Een vijfde van de geneesmiddelen die Nederlandse apotheken in 2017 op recept van neurologen verstrekten, betrof anti-epileptica.
Van alle specialistenrecepten nemen de neurologen 4% voor hun rekening. Dat zijn ongeveer een miljoen voorschriften, bedoeld voor 230.000 patiënten. Dat schrijft de SFK deze week in het Pharmaceutisch Weekblad.
Neurologen behandelen onder meer mensen met epilepsie, migraine en de ziekte van Parkinson. Het vaakst schrijven ze anti-epileptica voor. Die middelen maken 20% van hun recepten uit. Daarna volgen met een aandeel van 13% de dopaminergica. Dat zijn middelen die bij de ziekte van Parkinson het tekort aan dopamine in de hersenen tegengaan. De middelen uit die twee groepen kunnen worden beschouwd als typische neurologiemiddelen, omdat ze specifiek bij een neurologische aandoening worden ingezet. Dat geldt niet voor de daarop volgende twee geneesmiddelgroepen die neurologen veel voorschrijven: de antistollingsmiddelen en de antidepressiva, want die hebben veel bredere toepassingen.
Binnen deze groepen kiezen neurologen overigens wel voor specifieke subgroepen. Bij de antistollingsmiddelen staat in 92% van de gevallen een trombocytenaggregatieremmer op het recept en binnen de antidepressiva schrijven neurologen tien keer zo vaak klassieke antidepressiva voor als SSRI’s. Dat laatste valt op omdat binnen de groep antidepressiva juist de SSRI’s het meest worden voorgeschreven. Neurologen kiezen voor de klassieke antidepressiva, zoals amitriptyline, vanwege hun toepassing bij neuropathische pijnen of bij profylaxe van chronische spanningshoofdpijn en migraine.
Anti-epileptica
Specifieke neurologiemiddelen worden in de praktijk overigens vooral op basis van huisartsrecepten verstrekt, omdat huisartsen doorgaans medicatie van specialisten herhalen. Zo wordt 80% van de anti-epileptica voorgeschreven door huisartsen.
Ongeacht voorschrijver verstrekten Nederlandse apotheken in 2017 aan 390.000 mensen een anti-epilepticum. Ruim 140.000 van hen kregen minimaal één keer het meest gebruikte anti-epilepticum pregabaline. Valproïnezuur verstrekten de apotheken aan 60.000 gebruikers en gabapentine aan 50.000.

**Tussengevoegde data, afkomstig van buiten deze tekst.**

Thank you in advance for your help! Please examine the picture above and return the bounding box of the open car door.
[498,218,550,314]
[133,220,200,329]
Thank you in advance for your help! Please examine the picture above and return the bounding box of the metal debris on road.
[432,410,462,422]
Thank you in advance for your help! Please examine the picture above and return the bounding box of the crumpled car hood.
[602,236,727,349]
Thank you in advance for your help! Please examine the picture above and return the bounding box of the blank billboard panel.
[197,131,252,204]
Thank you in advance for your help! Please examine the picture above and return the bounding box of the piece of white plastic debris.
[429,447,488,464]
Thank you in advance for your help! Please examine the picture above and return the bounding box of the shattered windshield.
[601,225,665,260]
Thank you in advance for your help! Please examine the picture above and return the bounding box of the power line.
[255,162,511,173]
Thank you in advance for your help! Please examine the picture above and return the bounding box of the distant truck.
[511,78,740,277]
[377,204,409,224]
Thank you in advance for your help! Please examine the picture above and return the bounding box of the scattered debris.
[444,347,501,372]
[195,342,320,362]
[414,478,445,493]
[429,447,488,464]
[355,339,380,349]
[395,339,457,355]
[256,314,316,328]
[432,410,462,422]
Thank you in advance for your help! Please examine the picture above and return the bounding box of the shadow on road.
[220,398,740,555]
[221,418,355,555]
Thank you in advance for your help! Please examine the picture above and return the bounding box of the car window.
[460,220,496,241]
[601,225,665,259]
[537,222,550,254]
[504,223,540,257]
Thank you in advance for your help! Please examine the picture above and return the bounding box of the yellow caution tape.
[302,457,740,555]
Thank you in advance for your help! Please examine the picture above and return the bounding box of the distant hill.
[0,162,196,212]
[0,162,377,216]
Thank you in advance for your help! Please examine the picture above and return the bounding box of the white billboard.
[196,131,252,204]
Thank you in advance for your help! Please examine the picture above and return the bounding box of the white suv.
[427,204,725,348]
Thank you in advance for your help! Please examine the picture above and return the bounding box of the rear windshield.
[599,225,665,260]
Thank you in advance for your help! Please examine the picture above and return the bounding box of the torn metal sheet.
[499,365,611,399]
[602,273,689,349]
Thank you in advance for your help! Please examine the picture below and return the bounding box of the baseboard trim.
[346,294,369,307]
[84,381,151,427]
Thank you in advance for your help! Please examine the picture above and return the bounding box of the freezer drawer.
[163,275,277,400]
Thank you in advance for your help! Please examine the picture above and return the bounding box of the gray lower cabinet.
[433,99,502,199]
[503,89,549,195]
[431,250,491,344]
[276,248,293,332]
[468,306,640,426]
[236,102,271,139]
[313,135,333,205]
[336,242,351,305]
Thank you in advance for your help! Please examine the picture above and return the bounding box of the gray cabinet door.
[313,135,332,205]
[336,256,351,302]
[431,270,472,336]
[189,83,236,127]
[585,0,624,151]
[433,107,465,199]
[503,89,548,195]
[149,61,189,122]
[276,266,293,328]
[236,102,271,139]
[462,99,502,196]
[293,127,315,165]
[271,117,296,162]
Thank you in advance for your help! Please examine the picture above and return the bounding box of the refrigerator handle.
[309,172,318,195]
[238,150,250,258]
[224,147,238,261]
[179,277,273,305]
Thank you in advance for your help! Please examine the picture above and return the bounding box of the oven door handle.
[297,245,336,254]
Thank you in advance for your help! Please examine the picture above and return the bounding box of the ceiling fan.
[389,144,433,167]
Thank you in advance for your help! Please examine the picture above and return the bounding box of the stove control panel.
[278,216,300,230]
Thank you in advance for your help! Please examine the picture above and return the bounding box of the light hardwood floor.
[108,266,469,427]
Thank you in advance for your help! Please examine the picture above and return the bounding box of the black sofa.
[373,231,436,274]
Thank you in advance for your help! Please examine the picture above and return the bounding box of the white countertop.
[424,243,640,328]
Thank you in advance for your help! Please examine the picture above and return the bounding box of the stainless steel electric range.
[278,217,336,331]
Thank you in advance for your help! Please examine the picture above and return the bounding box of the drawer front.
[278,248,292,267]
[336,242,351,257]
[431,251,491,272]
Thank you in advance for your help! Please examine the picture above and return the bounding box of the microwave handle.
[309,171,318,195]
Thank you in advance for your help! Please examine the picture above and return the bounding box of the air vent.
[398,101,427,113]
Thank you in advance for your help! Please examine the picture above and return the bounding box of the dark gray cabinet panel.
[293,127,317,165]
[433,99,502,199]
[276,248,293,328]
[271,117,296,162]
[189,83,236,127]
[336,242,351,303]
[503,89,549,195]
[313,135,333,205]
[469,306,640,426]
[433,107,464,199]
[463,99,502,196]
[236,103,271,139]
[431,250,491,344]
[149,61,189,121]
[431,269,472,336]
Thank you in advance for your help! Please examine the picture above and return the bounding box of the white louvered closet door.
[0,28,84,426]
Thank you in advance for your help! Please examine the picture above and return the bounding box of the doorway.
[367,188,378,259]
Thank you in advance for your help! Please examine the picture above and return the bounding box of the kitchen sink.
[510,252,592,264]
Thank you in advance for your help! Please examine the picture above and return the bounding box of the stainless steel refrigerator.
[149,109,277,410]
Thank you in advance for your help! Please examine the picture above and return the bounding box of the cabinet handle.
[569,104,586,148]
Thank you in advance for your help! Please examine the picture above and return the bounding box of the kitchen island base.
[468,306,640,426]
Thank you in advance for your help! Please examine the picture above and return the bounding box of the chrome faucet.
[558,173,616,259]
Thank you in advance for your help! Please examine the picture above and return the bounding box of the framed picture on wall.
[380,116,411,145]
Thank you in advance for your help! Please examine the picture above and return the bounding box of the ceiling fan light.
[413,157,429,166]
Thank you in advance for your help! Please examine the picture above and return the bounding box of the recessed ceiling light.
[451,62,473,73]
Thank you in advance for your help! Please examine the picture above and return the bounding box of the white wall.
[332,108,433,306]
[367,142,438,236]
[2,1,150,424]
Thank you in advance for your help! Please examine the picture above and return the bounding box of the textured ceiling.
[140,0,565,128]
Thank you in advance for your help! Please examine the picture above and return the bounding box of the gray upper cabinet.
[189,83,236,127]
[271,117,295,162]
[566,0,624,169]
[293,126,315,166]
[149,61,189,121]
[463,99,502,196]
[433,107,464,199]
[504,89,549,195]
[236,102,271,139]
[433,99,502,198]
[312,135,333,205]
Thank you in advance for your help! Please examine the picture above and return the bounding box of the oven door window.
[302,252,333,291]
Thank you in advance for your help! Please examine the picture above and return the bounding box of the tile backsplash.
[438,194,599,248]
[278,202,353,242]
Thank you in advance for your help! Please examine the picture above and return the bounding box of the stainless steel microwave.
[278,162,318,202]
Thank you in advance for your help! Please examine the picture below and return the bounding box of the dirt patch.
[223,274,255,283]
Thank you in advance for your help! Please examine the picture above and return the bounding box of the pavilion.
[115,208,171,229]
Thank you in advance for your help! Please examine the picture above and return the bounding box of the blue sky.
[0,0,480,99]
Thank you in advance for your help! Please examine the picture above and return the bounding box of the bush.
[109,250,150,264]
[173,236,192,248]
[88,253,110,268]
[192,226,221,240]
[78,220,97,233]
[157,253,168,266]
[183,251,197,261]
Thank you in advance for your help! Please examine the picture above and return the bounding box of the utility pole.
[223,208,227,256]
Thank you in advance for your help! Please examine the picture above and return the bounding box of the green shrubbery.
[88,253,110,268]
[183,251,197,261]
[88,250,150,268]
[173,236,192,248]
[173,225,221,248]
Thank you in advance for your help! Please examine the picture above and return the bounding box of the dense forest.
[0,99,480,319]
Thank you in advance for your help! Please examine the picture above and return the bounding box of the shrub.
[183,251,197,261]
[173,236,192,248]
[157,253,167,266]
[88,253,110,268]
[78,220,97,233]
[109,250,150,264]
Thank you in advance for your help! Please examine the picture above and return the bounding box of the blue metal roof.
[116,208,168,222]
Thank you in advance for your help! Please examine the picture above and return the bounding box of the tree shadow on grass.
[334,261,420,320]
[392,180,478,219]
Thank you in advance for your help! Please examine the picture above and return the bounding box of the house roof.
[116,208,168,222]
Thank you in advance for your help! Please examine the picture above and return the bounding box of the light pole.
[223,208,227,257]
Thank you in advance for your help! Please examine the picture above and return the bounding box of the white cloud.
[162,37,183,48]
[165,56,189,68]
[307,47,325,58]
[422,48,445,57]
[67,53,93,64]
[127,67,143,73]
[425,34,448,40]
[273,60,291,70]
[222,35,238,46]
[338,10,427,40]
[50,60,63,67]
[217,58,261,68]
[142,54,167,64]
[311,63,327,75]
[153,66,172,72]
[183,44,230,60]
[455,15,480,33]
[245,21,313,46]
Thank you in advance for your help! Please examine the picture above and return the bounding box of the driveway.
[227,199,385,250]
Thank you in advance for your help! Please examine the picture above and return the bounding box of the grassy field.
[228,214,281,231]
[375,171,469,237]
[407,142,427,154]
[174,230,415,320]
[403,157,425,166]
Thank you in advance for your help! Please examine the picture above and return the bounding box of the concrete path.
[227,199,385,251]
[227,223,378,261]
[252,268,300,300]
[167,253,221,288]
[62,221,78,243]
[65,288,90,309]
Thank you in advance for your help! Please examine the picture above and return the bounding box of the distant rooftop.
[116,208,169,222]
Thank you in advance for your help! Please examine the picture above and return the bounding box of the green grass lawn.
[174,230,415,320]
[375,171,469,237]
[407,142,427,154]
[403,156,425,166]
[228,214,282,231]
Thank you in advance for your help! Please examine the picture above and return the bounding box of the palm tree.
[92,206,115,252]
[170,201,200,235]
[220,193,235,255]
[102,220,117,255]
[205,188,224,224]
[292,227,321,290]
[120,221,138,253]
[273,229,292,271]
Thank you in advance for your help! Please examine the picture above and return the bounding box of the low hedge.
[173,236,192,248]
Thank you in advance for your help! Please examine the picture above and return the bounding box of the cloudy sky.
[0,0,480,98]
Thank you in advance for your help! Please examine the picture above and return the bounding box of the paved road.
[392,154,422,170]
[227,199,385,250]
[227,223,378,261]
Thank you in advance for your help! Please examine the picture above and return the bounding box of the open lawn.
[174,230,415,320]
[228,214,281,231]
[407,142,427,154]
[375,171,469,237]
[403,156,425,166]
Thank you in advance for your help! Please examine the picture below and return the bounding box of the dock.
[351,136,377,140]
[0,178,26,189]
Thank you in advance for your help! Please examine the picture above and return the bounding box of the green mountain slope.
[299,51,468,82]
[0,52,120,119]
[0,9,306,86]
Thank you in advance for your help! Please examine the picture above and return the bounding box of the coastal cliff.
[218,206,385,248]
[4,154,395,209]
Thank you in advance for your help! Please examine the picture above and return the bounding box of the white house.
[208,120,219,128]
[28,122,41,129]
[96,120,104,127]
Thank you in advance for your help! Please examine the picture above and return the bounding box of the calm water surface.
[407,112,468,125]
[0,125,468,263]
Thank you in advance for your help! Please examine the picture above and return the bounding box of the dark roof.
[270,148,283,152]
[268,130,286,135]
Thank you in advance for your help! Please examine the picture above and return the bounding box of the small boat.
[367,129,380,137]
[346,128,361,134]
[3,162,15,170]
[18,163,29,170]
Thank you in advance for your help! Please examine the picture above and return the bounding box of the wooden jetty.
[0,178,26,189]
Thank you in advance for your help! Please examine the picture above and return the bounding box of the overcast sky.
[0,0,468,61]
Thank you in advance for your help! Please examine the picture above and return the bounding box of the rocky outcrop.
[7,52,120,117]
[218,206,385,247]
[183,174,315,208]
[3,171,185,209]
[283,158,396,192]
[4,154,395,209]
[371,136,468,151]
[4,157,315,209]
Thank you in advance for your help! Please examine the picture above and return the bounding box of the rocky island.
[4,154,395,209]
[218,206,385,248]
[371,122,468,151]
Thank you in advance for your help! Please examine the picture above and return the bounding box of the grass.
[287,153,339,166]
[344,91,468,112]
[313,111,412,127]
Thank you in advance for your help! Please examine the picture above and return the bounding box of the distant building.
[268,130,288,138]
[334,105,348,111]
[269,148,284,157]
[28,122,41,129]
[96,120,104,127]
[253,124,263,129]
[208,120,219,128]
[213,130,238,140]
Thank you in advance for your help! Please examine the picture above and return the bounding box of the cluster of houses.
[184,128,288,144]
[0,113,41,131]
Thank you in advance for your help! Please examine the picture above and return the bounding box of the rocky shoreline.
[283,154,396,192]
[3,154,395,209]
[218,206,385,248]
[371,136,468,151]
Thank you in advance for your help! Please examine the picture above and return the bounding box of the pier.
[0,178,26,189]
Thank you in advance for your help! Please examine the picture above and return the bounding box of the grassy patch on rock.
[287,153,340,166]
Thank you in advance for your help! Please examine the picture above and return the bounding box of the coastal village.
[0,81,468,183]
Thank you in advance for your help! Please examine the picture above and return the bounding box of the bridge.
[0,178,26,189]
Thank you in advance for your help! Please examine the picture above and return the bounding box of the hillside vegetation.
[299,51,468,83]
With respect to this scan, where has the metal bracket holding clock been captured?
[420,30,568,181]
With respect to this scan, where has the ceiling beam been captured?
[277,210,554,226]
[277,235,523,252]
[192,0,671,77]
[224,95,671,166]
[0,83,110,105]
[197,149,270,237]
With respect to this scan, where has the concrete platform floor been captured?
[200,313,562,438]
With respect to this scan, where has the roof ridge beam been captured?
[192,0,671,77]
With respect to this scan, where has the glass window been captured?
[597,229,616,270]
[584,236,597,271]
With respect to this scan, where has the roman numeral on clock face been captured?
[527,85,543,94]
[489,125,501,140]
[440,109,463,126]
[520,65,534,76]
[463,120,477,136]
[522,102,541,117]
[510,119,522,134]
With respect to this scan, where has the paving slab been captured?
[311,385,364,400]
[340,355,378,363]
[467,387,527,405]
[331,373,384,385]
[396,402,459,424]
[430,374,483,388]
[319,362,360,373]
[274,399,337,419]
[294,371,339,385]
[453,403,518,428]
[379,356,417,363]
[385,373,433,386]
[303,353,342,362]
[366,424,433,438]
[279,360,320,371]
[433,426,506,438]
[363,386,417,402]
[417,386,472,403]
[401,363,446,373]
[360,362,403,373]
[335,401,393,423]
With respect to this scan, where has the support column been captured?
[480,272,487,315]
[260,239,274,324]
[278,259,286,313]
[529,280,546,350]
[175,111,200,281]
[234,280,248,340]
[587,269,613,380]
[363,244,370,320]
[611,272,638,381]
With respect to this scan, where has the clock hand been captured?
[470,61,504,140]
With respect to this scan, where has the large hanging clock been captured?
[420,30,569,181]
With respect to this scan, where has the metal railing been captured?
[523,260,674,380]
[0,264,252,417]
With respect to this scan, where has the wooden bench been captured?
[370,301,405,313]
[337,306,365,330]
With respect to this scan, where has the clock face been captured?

Voor neurologen geldt een ander patroon. Zij schreven in 2017 het anti-epilepticum levetiracetam het vaakst voor (37.000 keer), gevolgd door valproïnezuur met 27.000 verstrekkingen.
Dopaminergica
Ongeveer 85.000 mensen gebruikten in 2017 een dopaminergicum. Van hen ontving iets meer dan een kwart daarvoor een recept van een neuroloog. Levodopa in vaste combinatie met een decarboxylaseremmer kent van de dopaminergica de meeste gebruikers, namelijk ongeacht behandelaar in totaal ongeveer 42.000. Levodopa is een pro-drug die in de hersenen wordt omgezet in dopamine. De decarboxylaseremmer zorgt ervoor dat levodopa niet al wordt omgezet naar dopamine voordat het de hersenen heeft bereikt. Het dopaminergicum pramipexol, dat aangrijpt op de dopaminereceptoren in de hersenen, heeft met 35.000 het op één na grootste aantal gebruikers.